Então nisso Löwy erra feio, de maneira penosa. O Papa uma ou outra vez defendo o capitalismo.

Em julho de 2014, no Vaticano, para 500 empresários da União Internacional Cristã de Dirigentes de Empresas (UNIAPAC) lhes falou: “As empresas não devem existir para ganhar dinheiro, ainda que o dinheiro sirva para medir seu funcionamento. As empresas existem para servir… Por isso é urgente recuperar o sentido social da atividade financeira e bancaria, com a melhor inteligência e inventiva dos empresários”(1). Alguém conhece alguma empresa que exista não “para ganhar dinheiro”, mas “para servir”? Alguém conhece algum banqueiro com “sentido social”?

Em maio de 2017, para trabalhadores a fábrica Ilva de Génova falou: O empresário conhece seus trabalhadores, trabalha ao seu lado, com eles. Não podemos esquecer que o empresário é antes de tudo um trabalhador. Compartilha o cansaço e também as alegrias do trabalho… Quando tem que despedir alguém, sempre é uma decisão trágica. Se pudesse, não faria…” E criticando aos especuladores e mercenários, insiste: “Quando a economia está habitada por empresários, as empresas são amigas do povo e também dos pobres” (2). Alguém conhece empresários “amigos do povo e dos pobres”?

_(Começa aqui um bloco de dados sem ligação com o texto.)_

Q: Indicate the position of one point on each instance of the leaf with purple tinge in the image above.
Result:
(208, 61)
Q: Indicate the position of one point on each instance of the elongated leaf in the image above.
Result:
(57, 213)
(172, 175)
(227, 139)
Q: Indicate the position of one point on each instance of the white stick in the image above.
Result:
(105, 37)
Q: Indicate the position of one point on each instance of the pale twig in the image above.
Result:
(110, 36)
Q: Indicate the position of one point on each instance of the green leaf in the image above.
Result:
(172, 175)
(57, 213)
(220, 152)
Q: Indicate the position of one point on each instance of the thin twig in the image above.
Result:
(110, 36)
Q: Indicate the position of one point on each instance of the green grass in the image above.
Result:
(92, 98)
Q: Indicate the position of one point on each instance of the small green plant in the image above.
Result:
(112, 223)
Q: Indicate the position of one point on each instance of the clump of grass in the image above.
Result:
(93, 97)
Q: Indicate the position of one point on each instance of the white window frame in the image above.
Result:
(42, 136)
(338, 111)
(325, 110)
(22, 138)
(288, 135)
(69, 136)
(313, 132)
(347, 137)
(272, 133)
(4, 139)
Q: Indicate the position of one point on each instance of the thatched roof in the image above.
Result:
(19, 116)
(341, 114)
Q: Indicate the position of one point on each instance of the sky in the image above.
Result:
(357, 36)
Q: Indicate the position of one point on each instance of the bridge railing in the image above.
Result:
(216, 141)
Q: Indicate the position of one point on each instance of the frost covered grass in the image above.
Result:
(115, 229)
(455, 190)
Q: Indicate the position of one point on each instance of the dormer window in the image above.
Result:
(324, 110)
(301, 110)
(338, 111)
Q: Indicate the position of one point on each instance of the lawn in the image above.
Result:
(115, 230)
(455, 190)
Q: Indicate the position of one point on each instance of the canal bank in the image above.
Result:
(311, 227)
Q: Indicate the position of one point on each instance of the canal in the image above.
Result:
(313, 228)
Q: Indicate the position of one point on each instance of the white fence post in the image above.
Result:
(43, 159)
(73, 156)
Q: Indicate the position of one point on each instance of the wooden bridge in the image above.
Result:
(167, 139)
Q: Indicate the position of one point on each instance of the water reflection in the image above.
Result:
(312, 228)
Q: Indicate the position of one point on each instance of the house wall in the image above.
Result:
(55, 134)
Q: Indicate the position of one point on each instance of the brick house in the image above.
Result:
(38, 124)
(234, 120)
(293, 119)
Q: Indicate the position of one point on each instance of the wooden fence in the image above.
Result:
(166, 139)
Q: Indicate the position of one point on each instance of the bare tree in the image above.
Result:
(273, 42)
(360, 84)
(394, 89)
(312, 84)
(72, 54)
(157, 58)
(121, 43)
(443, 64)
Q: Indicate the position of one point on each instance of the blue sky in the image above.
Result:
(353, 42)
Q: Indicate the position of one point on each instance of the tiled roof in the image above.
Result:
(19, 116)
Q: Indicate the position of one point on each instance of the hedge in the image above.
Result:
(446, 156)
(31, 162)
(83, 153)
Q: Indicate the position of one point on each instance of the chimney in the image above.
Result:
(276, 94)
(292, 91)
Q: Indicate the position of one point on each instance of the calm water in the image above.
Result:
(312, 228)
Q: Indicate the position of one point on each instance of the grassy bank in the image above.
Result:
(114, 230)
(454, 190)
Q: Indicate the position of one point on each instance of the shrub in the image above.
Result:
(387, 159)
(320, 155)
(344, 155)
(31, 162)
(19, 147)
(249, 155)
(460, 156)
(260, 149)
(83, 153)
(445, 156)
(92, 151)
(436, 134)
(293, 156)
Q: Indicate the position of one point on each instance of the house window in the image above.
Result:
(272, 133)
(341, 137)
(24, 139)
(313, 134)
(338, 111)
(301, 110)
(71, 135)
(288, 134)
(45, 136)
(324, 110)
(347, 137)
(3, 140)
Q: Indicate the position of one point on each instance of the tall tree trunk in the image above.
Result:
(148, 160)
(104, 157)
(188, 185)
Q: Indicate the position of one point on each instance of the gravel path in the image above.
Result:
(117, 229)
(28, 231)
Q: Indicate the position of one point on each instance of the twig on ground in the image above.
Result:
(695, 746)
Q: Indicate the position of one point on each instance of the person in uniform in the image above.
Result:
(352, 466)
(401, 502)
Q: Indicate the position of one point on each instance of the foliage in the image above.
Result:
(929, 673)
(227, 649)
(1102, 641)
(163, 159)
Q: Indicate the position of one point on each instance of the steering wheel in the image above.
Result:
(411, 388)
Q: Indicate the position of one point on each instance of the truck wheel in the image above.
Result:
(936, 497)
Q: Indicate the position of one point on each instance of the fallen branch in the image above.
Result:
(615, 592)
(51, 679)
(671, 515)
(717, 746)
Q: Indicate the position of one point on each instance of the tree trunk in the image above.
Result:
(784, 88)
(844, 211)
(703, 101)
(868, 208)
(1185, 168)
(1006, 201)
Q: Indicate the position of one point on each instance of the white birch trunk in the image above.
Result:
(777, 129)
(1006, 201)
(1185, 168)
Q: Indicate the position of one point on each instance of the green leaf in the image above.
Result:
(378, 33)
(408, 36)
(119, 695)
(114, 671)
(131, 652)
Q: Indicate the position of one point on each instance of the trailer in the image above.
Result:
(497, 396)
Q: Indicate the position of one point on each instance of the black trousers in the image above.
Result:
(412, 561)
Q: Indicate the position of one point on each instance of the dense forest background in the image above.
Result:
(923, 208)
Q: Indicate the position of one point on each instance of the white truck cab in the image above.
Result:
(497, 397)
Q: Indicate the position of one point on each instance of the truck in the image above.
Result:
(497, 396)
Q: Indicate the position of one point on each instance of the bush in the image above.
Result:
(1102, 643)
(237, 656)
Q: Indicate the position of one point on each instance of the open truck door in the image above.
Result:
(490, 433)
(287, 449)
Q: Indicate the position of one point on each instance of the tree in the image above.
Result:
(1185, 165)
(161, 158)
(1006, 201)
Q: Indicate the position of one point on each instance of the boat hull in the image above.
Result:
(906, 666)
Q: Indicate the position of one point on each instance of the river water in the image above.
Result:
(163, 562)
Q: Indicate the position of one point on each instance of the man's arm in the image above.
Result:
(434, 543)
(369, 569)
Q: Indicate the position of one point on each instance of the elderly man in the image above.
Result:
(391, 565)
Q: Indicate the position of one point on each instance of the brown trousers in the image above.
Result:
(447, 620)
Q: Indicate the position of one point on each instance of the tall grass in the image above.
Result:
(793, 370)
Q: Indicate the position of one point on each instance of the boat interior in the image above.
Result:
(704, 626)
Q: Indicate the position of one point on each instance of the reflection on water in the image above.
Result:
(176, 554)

E há poucos dias, o jornal La Nación comentou: “Francisco se reuniu com meia centena de empresários petroleiros, aos que pediu o cuidado com o meio ambiente” (3). Alguém conhece algum burguês petroleiro que “cuide do meio ambiente”? Por favor!

Não podemos nos deixar enganar: ainda que critique algum “excesso” neoliberal, o Papa todos os dias trabalha não para derrotar o capitalismo, mas pela “paz social”, ou seja a conciliação de classes, para que, com alguma reforma parcial, esse sistema injusto por natureza siga cumprindo com sua razão de ser: explorar a classe trabalhadora e saquear os povos do mundo inteiro. Por isso a teóloga católica que entrevista Löwy se dá o luxo, por desgraça com razão, de afirmar que ele “não está de acordo com a ideia de que a religião é o baluarte do obscurantismo, tal como viram Marx e Engels.

Por nossa parte, e sempre respeitando a liberdade de cultos, seguimos sustentando com Marx e Engels que “a religião é o opio dos povos”.

Consequentemente equivocado, sobre a saída Löwy aponta que “se no próximo período histórico da esquerda conseguir mudar a correlação de forças, será porque esses militantes, ou seja, as pessoas das pastorais, das comunidades de base, os teólogos, vão jogar um papel muito importante. Sem eles não vai acontecer nada”. Não negamos que um setor desses desenvolva algum papel social de algum país. Mas aparte de ser falso que “sem eles não vai acontecer nada”, para “mudar a correlação de forças” terá que lutar desde a esquerda em favor da revolução e contra todos os que promovem os pactos de classes, como o Papa e as demais cúpulas religiosas.

Ademais, o Papa é pró-patriarcal

Como homem informado, Löwy não desconhece que sua reportagem é publicada por um jornal da Argentina, país onde temos o orgulho de ser um pontal da onda feminista e dissidente mundial. Por isso é chamativo que omita toda referencia à reacionária campanha papal contra a “ideologia de gênero”.

Mas a partir do MST, Libre Diversidad e Juntas e na Esquerda, jamais vamos esquecer que a lei de casamento igualitário o Papa Francisco a chamou de “campanha do diabo”, que a lei de identidade de gênero a chamou de “bomba nuclear” que “destrói a humanidade”, que o direito ao aborto chamou “nazis de luva branca”, que aos pais e mães de crianças que parecem ser dissidentes sexuais aconselhou “consultado um psicólogo” como se fossem doentes e que o último texto vaticano sobre família tem o título de “Homem e mulher os criou”.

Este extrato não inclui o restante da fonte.